November 24, 2024

The Group Chief Executive Officer, the CEO, of the Nigerian National Petroleum Company, NNPC, Limited, Melee Kyari, on Tuesday, said some illegal petroleum products pipelines were connected to Churches and Mosques.

He also said that the shutting down of pipelines in the country was deliberate.

The CEO also said that the reason for shutting down the refineries includes the challenge of not operating as a business, thereby making them incur losses.

Speaking when he was featured at the ministerial briefing organized by the Presidential Communications Team at the State House, Kyari said that
the authorities of the NNPC borrowed one billion US dollars from the AFREXIM Bank to put in place the refineries.

Read Also: Pipeline surveillance: Militants threaten FG, Sylva, NNPC over Tompolo, others’ contracts

He added that the management of the company was confident that it was restoring the company to about 90 percent efficiency.

He further noted that the repayment of the borrowed money was tied to the productivity of the refineries, boasting that NNPC would deliver on the rehabilitation exercise.

He also assured us that there would not be any importation of petroleum products by the middle of next year.

While lamenting the level of losses on the nation’s pipelines, he said that the nefarious business of pipeline vandals cuts across different regions and religious organizations where the pipelines pass through.

According to Kyari, some of the pipelines are illegally connected around Churches and Mosques.

The CEO said that the NNPC management is building the National Reserve Company.

Maintaining that the issue of crude oil theft is real and happening, he said the company was not helpless as its efforts were paying off.

He said that 295 illegal connections were discovered in one line, in less than 200 meters, and that the company with the help of the security agencies and the directive of the Chief of Defence Staff, they were able to intervene.

He said so far, 30 Speed Boats, 179 Wooden Boats, and 37 trucks have been impounded, but that the authorities have taken the decision not to arrest any longer but to burn such confiscated products.

Besides, he said, 122 persons comprising highly placed individuals have been arrested between April and August and that some of them have been handed over to the Economic and Financial Crimes Commission, EFCC.

He said 739 ovens for the illegal crude oil theft have been discovered and some destroyed, 344 reservoirs created and 355 cooking pots also discovered, stressing that the level of the illegal business was enormous.

“It simply means the destruction of the environment. We have lost revenue,” he declared.

On the alleged contract to the former Niger Delta agitator, Government Ekpemupolo also known as Tompolo, the NNPC CEO said that the contract was not awarded to Tompolo as a person, but a company he has an interest in.

He explained that it was not the first time that individuals within the Niger Delta region were awarded a contract for pipeline surveillance, noting that the contract was in the interest of the people.

He said he believed that the Federal Government has taken the right decision to hire private contractors to man its oil pipeline network nationwide.

Kyari argued that although the security agencies are doing their part, end-to-end pipeline surveillance would require the involvement of private entities and community stakeholders.

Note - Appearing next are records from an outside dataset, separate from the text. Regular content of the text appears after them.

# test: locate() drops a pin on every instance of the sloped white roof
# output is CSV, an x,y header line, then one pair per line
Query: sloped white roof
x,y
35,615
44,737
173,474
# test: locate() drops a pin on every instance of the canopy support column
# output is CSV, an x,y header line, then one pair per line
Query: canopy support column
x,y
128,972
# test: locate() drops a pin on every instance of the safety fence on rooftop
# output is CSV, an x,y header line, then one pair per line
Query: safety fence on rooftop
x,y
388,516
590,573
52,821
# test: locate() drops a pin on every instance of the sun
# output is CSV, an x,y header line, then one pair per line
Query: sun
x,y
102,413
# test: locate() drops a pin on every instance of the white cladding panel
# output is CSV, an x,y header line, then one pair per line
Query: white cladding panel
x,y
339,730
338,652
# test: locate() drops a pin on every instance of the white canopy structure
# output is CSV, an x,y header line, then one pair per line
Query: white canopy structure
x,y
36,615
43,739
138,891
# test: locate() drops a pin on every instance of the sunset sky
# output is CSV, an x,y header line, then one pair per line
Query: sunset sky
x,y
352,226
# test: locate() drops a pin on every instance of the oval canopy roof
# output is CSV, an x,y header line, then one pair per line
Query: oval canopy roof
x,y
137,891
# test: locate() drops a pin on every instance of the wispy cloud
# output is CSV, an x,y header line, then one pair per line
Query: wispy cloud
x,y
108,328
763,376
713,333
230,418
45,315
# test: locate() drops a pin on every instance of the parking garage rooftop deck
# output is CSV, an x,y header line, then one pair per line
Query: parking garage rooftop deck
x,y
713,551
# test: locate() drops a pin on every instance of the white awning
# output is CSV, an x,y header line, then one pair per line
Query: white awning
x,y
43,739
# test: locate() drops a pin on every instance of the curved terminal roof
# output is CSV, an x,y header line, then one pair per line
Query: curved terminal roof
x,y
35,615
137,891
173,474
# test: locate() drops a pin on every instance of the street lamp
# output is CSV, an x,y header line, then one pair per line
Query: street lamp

He said: “We need private contractors to man the right of way to these pipelines.

“So we put up a framework for contractors to come and bid and they were selected through a tender process. And we believe we made the right decision.”

According to earlier reports, one of those selected is a former Nigerian militant commander of the Movement for the Emancipation of the Niger Delta, Government Ekpemupolo, predominantly referred to as Tompolo.

Fielding further questions on the contract, Kyari explained that although the Federal Government is not dealing directly with the former creek warlord, it has signed a contract with a company in which Tompolo has interests.

“We have taken the right decision,” he said.